Natural Gas Mid-Downstream & LNG
Aruba plans to restart its oil refinery as an LNG terminal. In order to fight the COVID-19 crisis and the 67% drop in tourism arrivals, Aruba is considering restarting an oil refinery as a liquified natural gas import terminal (Reuters – English). The deal may be signed in May (Nasdaq – English) (Energía Hoy – Spanish).
Seabord will turn to natural gas in Ozama river. The power generation company Seabord will substitute the Estrella de Mar II plant, located in the Ozama river, for a new natural gas-powered plant with a 146MW capacity (Diario Libre – Spanish).

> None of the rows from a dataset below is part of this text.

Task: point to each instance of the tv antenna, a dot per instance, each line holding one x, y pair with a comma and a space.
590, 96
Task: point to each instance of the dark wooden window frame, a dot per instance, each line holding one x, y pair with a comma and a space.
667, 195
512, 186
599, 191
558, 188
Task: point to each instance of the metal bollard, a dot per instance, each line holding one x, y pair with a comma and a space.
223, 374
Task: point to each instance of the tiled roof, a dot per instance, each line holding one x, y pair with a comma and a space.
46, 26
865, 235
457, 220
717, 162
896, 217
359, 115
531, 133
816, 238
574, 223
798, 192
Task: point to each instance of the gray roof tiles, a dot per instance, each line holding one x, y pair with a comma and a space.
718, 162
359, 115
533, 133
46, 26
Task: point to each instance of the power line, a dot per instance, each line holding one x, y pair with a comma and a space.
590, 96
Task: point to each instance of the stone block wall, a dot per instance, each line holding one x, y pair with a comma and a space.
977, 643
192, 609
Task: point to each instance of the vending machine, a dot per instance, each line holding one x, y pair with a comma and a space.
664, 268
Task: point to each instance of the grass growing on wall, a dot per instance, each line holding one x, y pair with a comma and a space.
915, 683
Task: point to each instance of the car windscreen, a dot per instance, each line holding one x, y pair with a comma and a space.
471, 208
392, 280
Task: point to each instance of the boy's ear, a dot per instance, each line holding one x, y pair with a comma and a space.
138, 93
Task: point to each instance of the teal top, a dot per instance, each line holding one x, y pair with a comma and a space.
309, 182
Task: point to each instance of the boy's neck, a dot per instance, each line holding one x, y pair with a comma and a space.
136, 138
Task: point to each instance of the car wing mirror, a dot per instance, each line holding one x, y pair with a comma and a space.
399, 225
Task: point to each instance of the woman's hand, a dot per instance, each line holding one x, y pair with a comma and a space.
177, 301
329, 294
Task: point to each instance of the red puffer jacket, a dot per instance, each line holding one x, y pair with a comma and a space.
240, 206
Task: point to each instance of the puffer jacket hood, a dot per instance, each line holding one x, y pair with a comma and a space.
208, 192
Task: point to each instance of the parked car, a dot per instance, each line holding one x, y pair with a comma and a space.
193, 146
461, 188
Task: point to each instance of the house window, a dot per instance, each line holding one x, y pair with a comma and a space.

Colombia’s natural gas demand is going up. Natural gas delivered to final clients reached 866 GBtud, a 0.8% increase compared with the previous week (Valora Analitik – Spanish). The industrial sector and the thermal sector increased their demand by 3.1% and 4.5%, respectively.
Panama plans to diversify energy, considering natural gas. According to local private business council Conep, Panama must diversify its energy matrix. The council seeks to create a commission to evaluate the reactivation of natural gas-powered projects (BN Americas – English) (Forbes – Spanish).
Electric Power & Renewables
Colombia will launch auctions before November. The Mines and Energy Minister will launch a long-term auction for power generation projects (PV Magazine – Spanish). The supply period for contracts will be 15 years and the projects will be in operation by 2022.
Bright Planet Solar will create 250 new jobs in Puerto Rico. In 2021, Bright Planet Solar plans more than 1,000 installations with 100 direct jobs and 150 indirect jobs. For 2022, the goal is to complete 10,000 installations (PV Magazine – Spanish).
Enertiva powers up Guatemala’s coffee. Enertiva will develop a self-supply plant for Export Café with the installation of 334 solar panels and 150.3 kWp capacity (PV Magazine – Spanish). Ecom Agroindustrial operates in more than 40 countries around the world.
Colombia has an advantage in hydroelectric power… Colombia’s hydropower generation reached between a 60% and 79.9% efficiency compared to 126 countries between 2000 and 2016 (Eje 21 – Spanish). Colombia had a better performance in total power generation (renewables and non-renewables) due to natural gas use.
…and may kill incentives for renewables. The tax reform will add a 5% VAT on services and assets to develop solar plants (and a possible 19% tax for wind parks) (Portafolio – Spanish). The tax reform proposal could threaten future power auctions’ prices.
Old School Social Goes Viral
(Editor’s note: For the duration of the COVID-19 outbreak, this section will refocus on announcements of event delays or cancellations, events that are moved online, and scheduled webinars and public conference calls. Stay safe!)
XXX La Jolla Energy Virtual Conference will be held on Wednesdays and Fridays throughout May.
The Island Energy Transformation Training Series will be held April 29.
Trinidad & Tobago’s energy industry helps out St Vincent. A fast platform supply vessel was mobilized to carry potable water and urgent medical supplies to help communities affected by the St Vincent volcano (Energy Now – English). The Sentinel vessel pumped potable water ashore.
Quote of the Week
“La sed de los recuerdos tendrá lluvia de olvido.”
“The thirst of memories will have rain of oblivion.”
– Aída Cartagena Portalatín (1918-1994), Dominican poet, fiction writer, and essayist.